Soeun mengangkat kepalanya, menatap sang wo dengan sendu. "Abeonim, bum-ah menghilangkan semua barang belanjaanku." isaknya memilu. Ia berhambur memeluk, menumpahkan segala kekesalan di hatinya. Sejak sadarnya ia bahwa seluruh barang yang di beli tidak diketahui rimbanya, soeun merasa begitu kecewa luar dan dalam. Terlebih pada hadiah ulang tahun yang di dapatkannya secara langsu g dari sang suami. Demi apapun soeun merasa ingin menangis di atas menara effiel, agar semua orang tahu kesedihan hatinya.
"Kau sendiri yang membuangnya, dan kau menyalahkanku?!." gerutu kimbum. Ia sungguh tidak percaya gadis itu mengucapkan kalimat yang menyudutkannya. Bukankah gadis itu sendiri yang membuang? Dan siapa orang bodoh yang akan menyelamatkan barang dibanding istri yang tergeletak pingsan?
"Tutup saja mulutmu dan minta maaf!!"
Sial, sahee selalu ringan dengan gerakan tangannya. Pria itu meringis merasakan denyutan yang menyambar di kepalanya karena pukulan tangan sahee. Hujan masih lebat dengan siramannya, tapi kedua wanita kesayangannya itu terus saja memancing rasa kesal di hatinya.

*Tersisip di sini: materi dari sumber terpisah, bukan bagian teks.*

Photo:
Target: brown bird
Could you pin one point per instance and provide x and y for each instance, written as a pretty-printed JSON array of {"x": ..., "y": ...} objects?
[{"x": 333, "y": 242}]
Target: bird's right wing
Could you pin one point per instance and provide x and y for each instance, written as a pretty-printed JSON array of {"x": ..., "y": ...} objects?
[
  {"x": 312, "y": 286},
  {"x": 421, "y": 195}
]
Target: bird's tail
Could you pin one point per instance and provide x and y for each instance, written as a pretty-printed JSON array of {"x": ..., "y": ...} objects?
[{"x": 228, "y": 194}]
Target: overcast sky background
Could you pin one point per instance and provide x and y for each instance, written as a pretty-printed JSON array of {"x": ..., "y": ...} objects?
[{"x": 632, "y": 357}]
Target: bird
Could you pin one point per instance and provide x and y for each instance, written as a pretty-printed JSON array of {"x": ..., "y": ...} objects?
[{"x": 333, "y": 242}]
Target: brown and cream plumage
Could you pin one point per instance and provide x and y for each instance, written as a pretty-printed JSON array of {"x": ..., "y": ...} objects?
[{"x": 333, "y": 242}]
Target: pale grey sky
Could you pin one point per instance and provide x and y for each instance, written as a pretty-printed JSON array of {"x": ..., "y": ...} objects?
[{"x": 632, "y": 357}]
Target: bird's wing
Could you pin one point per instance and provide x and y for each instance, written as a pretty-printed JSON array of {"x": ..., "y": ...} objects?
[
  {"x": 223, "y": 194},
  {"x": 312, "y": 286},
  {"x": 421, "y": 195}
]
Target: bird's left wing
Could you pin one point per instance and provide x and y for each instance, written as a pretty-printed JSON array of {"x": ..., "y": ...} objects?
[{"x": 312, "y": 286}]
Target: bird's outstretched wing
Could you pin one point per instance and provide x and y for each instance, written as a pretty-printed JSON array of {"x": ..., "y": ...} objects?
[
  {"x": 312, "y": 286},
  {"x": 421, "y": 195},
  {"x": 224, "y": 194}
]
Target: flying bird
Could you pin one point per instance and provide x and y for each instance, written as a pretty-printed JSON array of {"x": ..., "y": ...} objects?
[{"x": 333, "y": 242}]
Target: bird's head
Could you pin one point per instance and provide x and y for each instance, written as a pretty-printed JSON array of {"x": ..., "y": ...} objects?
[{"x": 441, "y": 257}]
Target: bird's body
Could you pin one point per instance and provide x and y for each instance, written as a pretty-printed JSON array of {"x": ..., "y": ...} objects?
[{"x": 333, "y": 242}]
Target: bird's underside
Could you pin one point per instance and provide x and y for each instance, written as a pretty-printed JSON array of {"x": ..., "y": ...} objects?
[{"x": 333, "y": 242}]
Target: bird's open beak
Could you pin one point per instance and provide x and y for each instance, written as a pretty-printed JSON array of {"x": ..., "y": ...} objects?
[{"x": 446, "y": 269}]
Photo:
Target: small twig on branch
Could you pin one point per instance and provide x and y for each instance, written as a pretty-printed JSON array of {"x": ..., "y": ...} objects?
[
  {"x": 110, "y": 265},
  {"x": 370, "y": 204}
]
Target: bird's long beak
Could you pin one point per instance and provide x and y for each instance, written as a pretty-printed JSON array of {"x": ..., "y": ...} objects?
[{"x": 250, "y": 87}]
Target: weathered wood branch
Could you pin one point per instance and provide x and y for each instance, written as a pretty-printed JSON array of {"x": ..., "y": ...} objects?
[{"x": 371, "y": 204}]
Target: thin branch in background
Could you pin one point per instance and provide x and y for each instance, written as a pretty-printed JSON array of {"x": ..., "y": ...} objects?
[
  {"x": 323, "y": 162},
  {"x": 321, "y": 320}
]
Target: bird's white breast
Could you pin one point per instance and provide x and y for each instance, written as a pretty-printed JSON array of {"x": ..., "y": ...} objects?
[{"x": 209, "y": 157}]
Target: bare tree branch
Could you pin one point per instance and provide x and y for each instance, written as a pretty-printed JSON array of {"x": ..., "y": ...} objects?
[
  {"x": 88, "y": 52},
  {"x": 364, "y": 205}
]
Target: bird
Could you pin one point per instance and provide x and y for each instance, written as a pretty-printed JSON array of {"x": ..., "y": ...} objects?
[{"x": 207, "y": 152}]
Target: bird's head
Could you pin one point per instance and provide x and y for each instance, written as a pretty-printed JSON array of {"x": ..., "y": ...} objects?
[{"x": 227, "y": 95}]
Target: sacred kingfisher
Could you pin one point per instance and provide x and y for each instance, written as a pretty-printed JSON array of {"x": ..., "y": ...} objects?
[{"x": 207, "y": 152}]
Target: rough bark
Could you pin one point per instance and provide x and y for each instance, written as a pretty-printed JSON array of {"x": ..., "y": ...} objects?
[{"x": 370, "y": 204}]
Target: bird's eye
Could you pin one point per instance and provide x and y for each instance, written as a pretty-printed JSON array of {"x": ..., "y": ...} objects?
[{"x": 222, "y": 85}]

Soeun terkikik sembunyi-sembunyi, meraih toples yang tersaji dan meraup cookies yang sempat membuatnya menatap tak percaya. Itu bulatan manis kesukaannya, camilan ringan yang selalu disajikan jhin ae ketika dirinya sedang sibuk di depan kamera.
"Omo... Eomma kau terbaik." jeritnya bahagia. Bibirnya tersenyum cerah hingga mengakibatkan kedua matanya menyipit. Tangisnya telah sempurna menghilang, membuat kimbum kembali mendengus dalam kekesalannya.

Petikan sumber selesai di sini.